For The Wife of Bath’s Tale, after reading the text, students are introduced to the historical debate among literary critics as to whether Geoffrey Chaucer was a feminist or a misogynist in his portrayal of the Wife of Bath and her narrative. Students conduct short focused research on the author, Geoffrey Chaucer, the contemporary society, and literary criticism about The Wife of Bath’s Tale in order to compose an argument essay to assert which conclusion is accurate.
For The Pardoner’s Tale, students begin with a multiple text comparison of contemporary Medieval satire: The Farce of Master Pierre Pathelin (Anonomous) and Don Juan or The Feast with the Statue by Jean-Baptiste Poquelin.
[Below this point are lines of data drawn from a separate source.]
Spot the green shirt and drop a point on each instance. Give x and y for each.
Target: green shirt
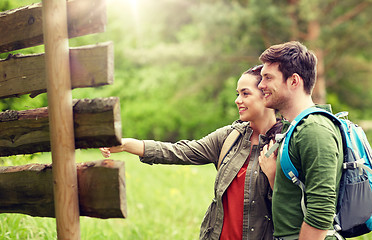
(315, 150)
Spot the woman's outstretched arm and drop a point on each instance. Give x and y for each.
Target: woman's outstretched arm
(130, 145)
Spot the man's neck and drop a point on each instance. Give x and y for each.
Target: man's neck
(296, 108)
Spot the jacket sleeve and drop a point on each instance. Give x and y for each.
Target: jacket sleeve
(320, 150)
(186, 152)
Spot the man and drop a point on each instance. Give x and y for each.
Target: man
(315, 148)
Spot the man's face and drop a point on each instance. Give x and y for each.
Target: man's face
(274, 87)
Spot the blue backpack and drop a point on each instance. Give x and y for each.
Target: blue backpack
(354, 205)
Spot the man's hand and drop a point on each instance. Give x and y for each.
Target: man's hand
(268, 165)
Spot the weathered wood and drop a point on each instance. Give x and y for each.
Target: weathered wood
(90, 66)
(22, 27)
(28, 189)
(97, 123)
(61, 122)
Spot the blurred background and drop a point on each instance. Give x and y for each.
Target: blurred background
(176, 67)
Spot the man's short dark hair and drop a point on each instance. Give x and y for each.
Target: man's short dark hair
(293, 57)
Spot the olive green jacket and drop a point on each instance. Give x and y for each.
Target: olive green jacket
(257, 223)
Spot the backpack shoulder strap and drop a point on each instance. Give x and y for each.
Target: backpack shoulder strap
(288, 168)
(227, 145)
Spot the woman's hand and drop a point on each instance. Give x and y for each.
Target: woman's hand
(268, 165)
(106, 151)
(129, 145)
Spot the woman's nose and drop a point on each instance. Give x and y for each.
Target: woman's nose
(238, 100)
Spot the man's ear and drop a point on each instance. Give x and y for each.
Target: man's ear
(295, 81)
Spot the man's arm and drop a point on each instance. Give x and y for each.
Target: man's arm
(308, 232)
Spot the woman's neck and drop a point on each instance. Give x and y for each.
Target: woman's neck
(261, 127)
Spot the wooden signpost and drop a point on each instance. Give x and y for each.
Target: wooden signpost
(95, 189)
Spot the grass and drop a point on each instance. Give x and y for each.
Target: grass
(164, 202)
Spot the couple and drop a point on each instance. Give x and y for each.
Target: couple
(248, 202)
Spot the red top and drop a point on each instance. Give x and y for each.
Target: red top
(233, 207)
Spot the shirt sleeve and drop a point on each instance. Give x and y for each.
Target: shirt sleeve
(203, 151)
(319, 151)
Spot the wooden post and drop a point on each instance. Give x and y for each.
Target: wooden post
(61, 118)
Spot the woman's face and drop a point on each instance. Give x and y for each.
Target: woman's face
(250, 100)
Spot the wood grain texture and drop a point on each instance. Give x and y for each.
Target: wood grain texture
(97, 123)
(90, 66)
(22, 27)
(28, 189)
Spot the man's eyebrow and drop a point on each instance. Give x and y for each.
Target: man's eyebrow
(243, 89)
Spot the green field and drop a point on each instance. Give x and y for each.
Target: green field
(164, 202)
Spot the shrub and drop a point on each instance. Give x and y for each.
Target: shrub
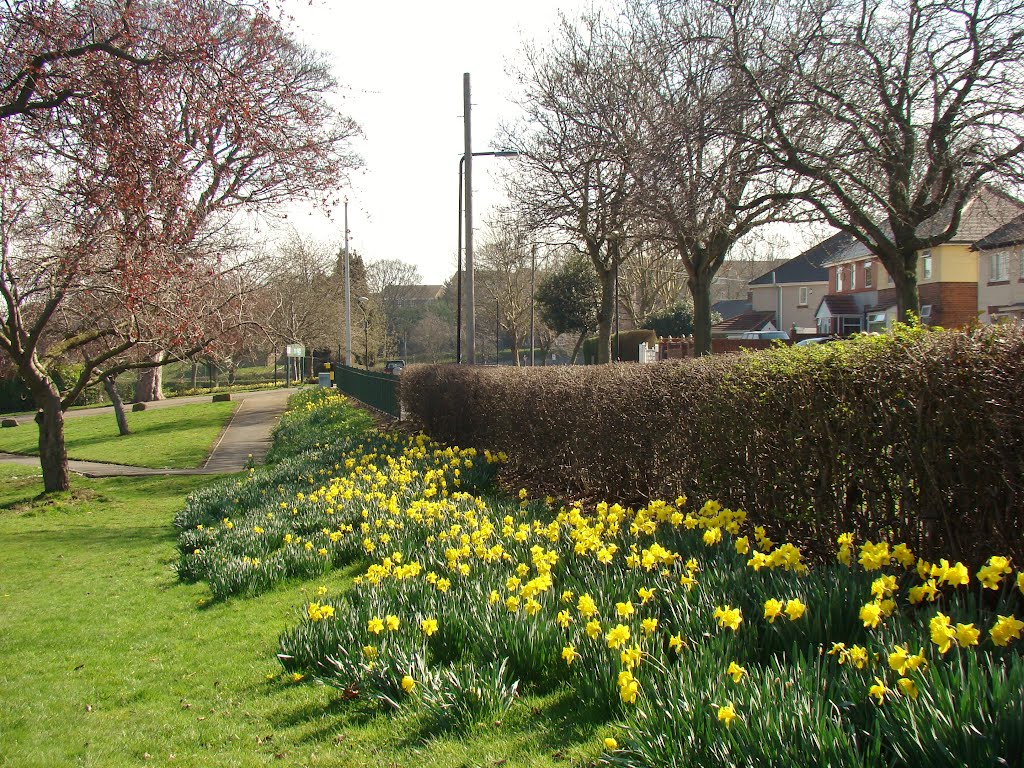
(626, 345)
(916, 432)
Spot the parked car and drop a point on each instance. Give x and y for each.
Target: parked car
(814, 340)
(768, 335)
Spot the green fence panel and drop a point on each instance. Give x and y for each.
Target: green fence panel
(377, 390)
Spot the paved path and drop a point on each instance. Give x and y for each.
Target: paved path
(248, 433)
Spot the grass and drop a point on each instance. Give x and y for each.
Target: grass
(174, 437)
(105, 657)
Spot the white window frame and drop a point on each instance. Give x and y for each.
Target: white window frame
(998, 267)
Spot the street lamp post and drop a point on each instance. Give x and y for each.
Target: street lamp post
(366, 331)
(458, 311)
(348, 298)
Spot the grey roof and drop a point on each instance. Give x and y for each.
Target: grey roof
(747, 322)
(730, 307)
(808, 266)
(986, 211)
(840, 305)
(1011, 233)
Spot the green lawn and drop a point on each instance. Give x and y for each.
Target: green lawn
(173, 437)
(105, 659)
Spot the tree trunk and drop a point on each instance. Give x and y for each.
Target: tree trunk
(119, 408)
(576, 349)
(148, 386)
(605, 314)
(700, 291)
(52, 455)
(905, 280)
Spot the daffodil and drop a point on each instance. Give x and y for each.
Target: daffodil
(907, 686)
(617, 636)
(728, 617)
(726, 714)
(879, 690)
(870, 614)
(942, 633)
(1006, 629)
(736, 672)
(795, 609)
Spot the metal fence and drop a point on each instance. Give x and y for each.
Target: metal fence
(377, 390)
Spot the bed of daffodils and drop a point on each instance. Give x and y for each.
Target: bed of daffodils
(698, 639)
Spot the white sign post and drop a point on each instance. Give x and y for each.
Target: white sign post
(296, 351)
(648, 352)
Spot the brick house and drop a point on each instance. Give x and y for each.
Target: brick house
(790, 293)
(862, 297)
(1000, 272)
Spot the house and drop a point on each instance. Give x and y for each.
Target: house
(749, 321)
(791, 292)
(861, 295)
(1000, 272)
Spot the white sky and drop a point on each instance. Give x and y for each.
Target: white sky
(401, 66)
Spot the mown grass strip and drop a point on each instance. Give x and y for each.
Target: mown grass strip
(174, 437)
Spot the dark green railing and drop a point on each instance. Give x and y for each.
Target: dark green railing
(377, 390)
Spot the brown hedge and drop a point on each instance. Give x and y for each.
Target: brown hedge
(918, 435)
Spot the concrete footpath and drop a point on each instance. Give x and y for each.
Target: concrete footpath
(248, 433)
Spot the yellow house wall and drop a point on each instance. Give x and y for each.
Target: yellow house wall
(951, 263)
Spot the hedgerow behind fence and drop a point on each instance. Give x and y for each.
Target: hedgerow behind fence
(919, 433)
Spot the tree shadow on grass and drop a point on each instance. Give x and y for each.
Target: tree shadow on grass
(554, 724)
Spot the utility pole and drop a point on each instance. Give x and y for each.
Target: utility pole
(470, 297)
(532, 294)
(348, 298)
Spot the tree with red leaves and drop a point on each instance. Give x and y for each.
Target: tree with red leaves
(131, 133)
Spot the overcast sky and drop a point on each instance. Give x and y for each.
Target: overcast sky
(401, 67)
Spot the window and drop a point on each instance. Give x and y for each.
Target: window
(997, 267)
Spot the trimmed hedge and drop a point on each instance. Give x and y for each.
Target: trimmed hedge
(916, 435)
(629, 347)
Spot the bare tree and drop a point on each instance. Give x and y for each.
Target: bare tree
(393, 287)
(119, 168)
(574, 176)
(306, 292)
(894, 113)
(700, 170)
(504, 279)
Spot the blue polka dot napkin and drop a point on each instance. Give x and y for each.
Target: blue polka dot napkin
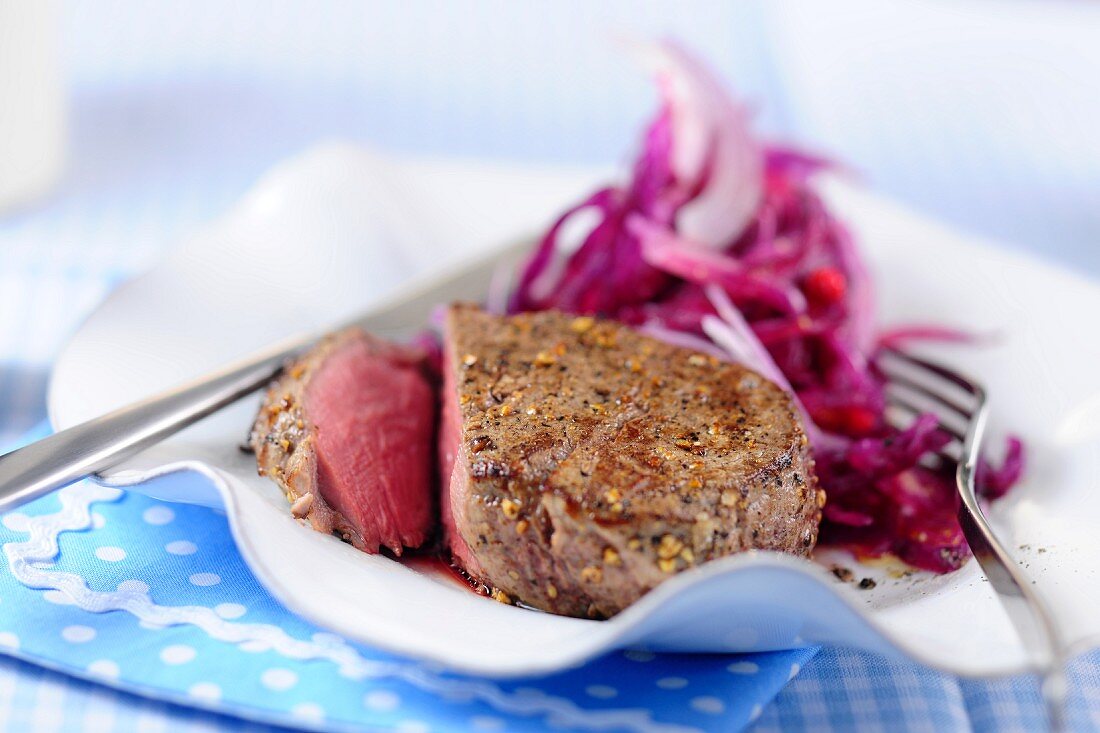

Through a Socratic seminar, students explore how each author crafted their satire. Students then write their own narrative satirizing an element of contemporary society.
While the Canterbury Tales, as a whole are excellent satire, in Chaucer’s The Pardoner’s Tale, there is a particularly unique element which is also common in other medieval literature and art: death is personified. Lesson Plan 3 begins with a deductive art analysis in order to determine Medieval perceptions of mortality. Students discover that the Medieval void of scientific knowledge about germs, viruses, and bacteria was filled with a fantastical understanding of The Black Death. Without information about how the plague was spread, people of the time period personified Death because it was omnipresent and terrifying. The lesson continues with a deductive map activity from the National Endowment for the Humanities website, to identify the scope and severity of the plague. As homework, students read Giovanni Boccaccio’s (1313-1375) first-hand account of the plague in the introduction of The Decameron and take critical notes. In order to gain insight into the societal, political and religious reactions to the plague, students read Medieval statutes and ordinances from Fordham University and determine which influenced the spread or containment of the disease.
The final lesson seed for the unit incorporates Maryland’s Practices Science Engineering Technology and Mathematics (STEM) as well as the Crosscutting Concepts of STEM in cross-disciplinary short focused research. Using appropriate informational text resources, students examine the environmental factors that helped or hindered the spread of the Black Death in Geoffrey Chaucer’s decade and then for a contemporary virus or bacteria. Students will synthesize their findings in a research paper and present their findings to the class after a review of technical writing and technical presentations from the Massachusetts Institute of Technology (MIT).
TEXT MODELS FOR LESSONS AND LESSON SEEDS
Interdisciplinary Connections
Reading History/ Social Studies informational text study of ordinances and statues from the Medieval time period.
STEM/ ELA short focused research on the effect of environmental, social, political, and religious factors on epidemiology.